O'Neill raised the most hackles when he described the House version of the ill-fated stimulus bill as "show business." The Republican-backed bill that corporations desperately lobbied for did away with the alternative minimum tax for big companies. The bill never made it out of the Senate. In light of the scandal at Enron Corp.--a company that paid no taxes during years of big profits--the House would have saved itself from embarrassment had it listened to the Treasury Secretary.
Then there was the time the entire economics profession blasted O'Neill when he questioned whether the U.S. economy would really fall into recession as a result of September 11. He said there simply wasn't sufficient data and the quarter might show some growth. Of course, with revisions of the fourth-quarter gross domestic product now showing an increase, O'Neill turned out to be wisely cautious.
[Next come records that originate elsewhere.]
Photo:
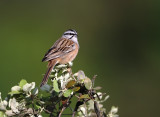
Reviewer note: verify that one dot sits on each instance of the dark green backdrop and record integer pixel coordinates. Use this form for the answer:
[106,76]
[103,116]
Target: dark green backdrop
[119,41]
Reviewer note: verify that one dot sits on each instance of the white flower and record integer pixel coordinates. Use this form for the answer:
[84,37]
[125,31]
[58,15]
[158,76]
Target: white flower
[14,105]
[28,87]
[35,91]
[61,66]
[100,95]
[70,64]
[3,104]
[45,87]
[16,88]
[67,75]
[114,110]
[83,110]
[80,75]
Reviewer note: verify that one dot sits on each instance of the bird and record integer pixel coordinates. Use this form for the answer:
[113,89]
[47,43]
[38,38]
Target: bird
[63,51]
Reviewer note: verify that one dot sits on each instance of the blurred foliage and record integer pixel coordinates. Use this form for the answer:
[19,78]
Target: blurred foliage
[119,41]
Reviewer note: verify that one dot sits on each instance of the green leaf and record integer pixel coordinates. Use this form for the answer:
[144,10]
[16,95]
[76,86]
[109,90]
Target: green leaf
[67,93]
[76,89]
[2,114]
[22,83]
[85,96]
[55,86]
[70,83]
[37,106]
[88,83]
[14,92]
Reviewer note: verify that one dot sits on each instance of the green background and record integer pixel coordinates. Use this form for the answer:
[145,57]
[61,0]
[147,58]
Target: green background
[119,41]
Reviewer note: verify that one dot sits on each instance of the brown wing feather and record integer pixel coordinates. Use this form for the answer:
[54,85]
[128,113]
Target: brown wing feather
[60,48]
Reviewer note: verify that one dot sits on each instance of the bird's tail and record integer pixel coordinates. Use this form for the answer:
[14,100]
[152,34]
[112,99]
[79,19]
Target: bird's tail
[51,64]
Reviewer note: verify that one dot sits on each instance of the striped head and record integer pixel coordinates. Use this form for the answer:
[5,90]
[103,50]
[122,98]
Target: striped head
[71,34]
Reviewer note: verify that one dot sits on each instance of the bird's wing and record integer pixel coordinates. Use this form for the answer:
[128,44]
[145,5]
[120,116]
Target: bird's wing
[60,48]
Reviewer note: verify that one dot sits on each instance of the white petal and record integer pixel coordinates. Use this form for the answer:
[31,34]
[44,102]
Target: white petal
[16,88]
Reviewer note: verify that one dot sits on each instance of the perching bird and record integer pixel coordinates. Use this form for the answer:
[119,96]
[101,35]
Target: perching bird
[63,51]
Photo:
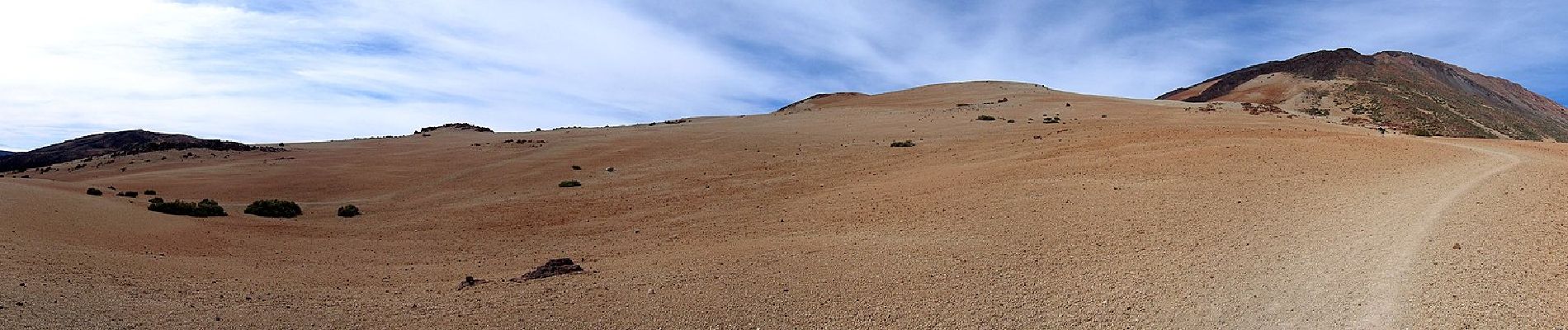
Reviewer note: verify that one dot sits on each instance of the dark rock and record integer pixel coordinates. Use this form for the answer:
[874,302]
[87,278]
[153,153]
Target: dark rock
[550,268]
[470,282]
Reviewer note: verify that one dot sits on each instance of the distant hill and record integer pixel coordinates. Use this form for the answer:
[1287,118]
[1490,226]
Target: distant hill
[455,125]
[113,143]
[1397,90]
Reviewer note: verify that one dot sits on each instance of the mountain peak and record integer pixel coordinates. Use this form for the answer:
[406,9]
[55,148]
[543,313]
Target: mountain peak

O'Neill was right about Argentina, too. He said an Argentine default would not automatically lead to a global meltdown in the debt markets. This was contrary to conventional wisdom. He supported one bailout, then refused a second, sending Argentina into default. Yet Brazil, Chile, Mexico, and Russia escaped any contagion effect and are doing well.
The flinty former Alcoa Inc. (AA) CEO is now ruffling feathers by suggesting ideas on how to get chief executives to be more accountable. The image of former Enron execs testifying on TV that they had no knowledge of what was going on there is hardly believable, and ex-CEO O'Neill probably knows that. But White House politicos are angry with him for opening what may be a Pandora's box of litigation. They have a point, but pounding O'Neill is not the answer. In a post-Enron world, he embodies Main Street values. Smart pols should realize that O'Neill's credibility counts for a lot these days.